Abstract
1112
Aim: Erdheim-Chester Disease (ECD) is a rare, non-Langerhans cell histiocytosis that is characterized by xanthogranulomatous histiocytic infiltration of tissues that can manifest with signs and symptoms related to fibro-inflammatory damage of the involved organ system. ECD is commonly caused by somatic pathogenic variants in BRAF V600E and mitogen-activated protein kinase genes and can affect multiple organs including the hypothalamic-pituitary-adrenal (HPA) axis. Aim of the current study was to investigate potential association between adrenal metabolic activity evaluated by 18F-FDG PET/CT and BRAF V600E mutation status. Patients and Methods: Twenty five patients (6 females, 19 males) with ECD underwent whole-body 18F-FDG-PET/CT scans (mean age±std at the time of the PET/CT scan was 52.4±12.8 y.o.). Fifteen out of the twenty-five ECD patients were carrying the somatic BRAF V600E disease causing variant. PET-acquisition commenced (mean ± SD) 63.5±10.8 minutes after intravenous administration of an average ± std of 11.03±2.40mCi of 18F-FDG. Low dose, non-contrast, CT scans were obtained for attenuation correction and co-registration purposes. Metabolic activity in the adrenal glands was assessed by quantifying 18F-FDG uptake, using the MIM Vista workstation (version 6.5.9). A VOI encompassing both adrenal glands was drawn, and subsequently an automated SUVmax threshold-based approach was applied in order to include all 18F-FDG-avid regions of the adrenal glands, while excluding low-level background activity. The software enables automatic generation of separate VOIs encircling all areas above the SUVmax threshold set by the user (SUVmax threshold was set at 2). Afterwards, the following parameters were automatically obtained: SUVmax, SUVmean (average SUV), total 18F-FDG-avid adrenal volume (TV) and total glycolytic activity (TGA) of the adrenal glands, determined as the product of TV multiplied by SUVmean. Finally, statistical analysis was performed using matlab (version 2018b).

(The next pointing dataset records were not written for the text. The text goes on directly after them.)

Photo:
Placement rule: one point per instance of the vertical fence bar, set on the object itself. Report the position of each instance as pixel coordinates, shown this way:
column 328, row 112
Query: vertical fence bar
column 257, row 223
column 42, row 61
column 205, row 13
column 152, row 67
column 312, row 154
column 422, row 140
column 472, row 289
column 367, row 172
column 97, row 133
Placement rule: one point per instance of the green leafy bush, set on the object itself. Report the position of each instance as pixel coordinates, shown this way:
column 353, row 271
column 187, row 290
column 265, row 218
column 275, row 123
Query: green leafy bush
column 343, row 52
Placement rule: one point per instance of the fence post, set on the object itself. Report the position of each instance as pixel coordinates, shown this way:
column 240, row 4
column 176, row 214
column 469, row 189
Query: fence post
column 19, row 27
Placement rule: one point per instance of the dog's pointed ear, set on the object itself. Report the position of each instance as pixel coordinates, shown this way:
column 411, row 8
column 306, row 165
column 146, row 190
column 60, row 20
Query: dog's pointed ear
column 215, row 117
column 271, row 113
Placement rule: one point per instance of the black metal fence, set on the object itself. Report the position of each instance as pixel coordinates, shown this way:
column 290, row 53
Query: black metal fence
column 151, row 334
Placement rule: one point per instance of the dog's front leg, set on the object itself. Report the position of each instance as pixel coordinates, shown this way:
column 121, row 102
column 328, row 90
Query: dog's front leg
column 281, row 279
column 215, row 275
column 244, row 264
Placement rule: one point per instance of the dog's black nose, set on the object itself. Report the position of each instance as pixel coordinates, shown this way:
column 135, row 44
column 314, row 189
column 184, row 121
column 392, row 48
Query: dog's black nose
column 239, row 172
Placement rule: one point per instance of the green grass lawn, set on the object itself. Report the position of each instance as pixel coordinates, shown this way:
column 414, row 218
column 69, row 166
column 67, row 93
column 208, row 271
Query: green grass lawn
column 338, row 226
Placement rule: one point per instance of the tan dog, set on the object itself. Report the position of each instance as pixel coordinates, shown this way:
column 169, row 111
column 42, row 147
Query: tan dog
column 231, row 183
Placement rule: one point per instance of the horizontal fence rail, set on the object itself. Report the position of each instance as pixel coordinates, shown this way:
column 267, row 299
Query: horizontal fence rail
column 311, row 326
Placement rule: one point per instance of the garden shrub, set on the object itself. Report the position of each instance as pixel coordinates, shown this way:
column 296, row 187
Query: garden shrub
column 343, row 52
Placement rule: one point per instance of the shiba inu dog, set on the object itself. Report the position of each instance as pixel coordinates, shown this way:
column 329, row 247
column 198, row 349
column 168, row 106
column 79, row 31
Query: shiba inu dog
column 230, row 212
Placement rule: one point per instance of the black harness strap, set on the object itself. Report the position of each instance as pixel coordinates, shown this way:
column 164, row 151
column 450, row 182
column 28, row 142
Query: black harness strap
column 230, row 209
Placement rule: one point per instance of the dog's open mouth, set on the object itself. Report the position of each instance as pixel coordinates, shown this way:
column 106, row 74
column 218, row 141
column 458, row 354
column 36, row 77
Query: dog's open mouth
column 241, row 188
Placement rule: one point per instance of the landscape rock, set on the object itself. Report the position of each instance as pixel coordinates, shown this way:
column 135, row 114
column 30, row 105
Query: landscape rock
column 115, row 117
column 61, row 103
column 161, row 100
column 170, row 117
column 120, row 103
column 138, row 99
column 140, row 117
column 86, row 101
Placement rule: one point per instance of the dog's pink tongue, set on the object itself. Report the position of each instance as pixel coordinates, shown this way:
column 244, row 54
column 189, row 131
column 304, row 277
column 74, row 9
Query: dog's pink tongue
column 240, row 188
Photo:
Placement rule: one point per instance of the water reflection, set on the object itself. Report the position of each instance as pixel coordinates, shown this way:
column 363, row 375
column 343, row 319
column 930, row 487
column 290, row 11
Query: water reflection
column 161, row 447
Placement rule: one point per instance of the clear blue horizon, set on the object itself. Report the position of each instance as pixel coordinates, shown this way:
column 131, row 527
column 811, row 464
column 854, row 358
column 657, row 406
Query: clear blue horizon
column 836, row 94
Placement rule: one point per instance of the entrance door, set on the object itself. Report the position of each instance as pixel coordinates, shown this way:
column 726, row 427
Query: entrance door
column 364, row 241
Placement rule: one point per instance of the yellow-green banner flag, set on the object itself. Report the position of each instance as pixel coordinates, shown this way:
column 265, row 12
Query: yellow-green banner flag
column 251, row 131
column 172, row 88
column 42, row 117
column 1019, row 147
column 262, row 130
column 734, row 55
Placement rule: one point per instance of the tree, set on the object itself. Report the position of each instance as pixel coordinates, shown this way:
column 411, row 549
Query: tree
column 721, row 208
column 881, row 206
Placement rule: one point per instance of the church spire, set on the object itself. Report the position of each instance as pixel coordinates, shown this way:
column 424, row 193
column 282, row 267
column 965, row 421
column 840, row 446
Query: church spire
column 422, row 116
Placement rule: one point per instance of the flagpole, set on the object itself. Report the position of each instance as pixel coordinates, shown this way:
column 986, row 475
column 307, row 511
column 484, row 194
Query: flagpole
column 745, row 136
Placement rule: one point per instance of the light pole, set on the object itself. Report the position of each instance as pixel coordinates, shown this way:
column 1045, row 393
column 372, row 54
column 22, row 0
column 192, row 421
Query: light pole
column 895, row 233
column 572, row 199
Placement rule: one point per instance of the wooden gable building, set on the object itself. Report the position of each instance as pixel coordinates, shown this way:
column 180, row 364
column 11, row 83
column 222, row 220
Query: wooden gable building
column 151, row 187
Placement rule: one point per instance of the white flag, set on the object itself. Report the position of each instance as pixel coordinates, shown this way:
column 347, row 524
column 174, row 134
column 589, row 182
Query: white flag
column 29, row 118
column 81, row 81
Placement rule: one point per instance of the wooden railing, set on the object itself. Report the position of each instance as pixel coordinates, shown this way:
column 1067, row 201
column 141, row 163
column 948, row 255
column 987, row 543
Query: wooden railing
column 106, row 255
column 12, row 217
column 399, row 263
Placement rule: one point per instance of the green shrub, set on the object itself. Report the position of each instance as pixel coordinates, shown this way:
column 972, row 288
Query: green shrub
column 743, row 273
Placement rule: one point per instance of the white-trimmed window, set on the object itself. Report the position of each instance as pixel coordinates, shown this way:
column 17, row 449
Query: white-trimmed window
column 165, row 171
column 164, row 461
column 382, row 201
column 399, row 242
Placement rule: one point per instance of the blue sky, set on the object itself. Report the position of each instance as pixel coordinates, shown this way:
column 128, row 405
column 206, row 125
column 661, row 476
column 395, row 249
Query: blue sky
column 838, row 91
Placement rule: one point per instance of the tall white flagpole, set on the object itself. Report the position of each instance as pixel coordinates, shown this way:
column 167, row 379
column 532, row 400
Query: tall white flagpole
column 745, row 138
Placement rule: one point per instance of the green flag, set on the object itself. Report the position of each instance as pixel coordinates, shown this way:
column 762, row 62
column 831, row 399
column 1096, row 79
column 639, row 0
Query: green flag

Results: The Mann Whitney test revealed that TV and TGA in the adrenal glands of ECD patients harboring the BRAF V600E disease causing variant were significantly higher than those of ECD patients without the disease causing variant (TV: z=2.45, p=0.0136<0.05 & TGA: z=2.46, p=0.0135<0.05 ).
Conclusions: Somatic activating BRAF V600E disease causing variants in ECD patients are associated with increased metabolic activity of the adrenal glands on 18F-FDG PET/CT, when compared to mutation negative counterparts. This data implies increased susceptibility of BRAF V600E-positive ECD patients to adrenal involvement and subsequent adrenal insufficiency.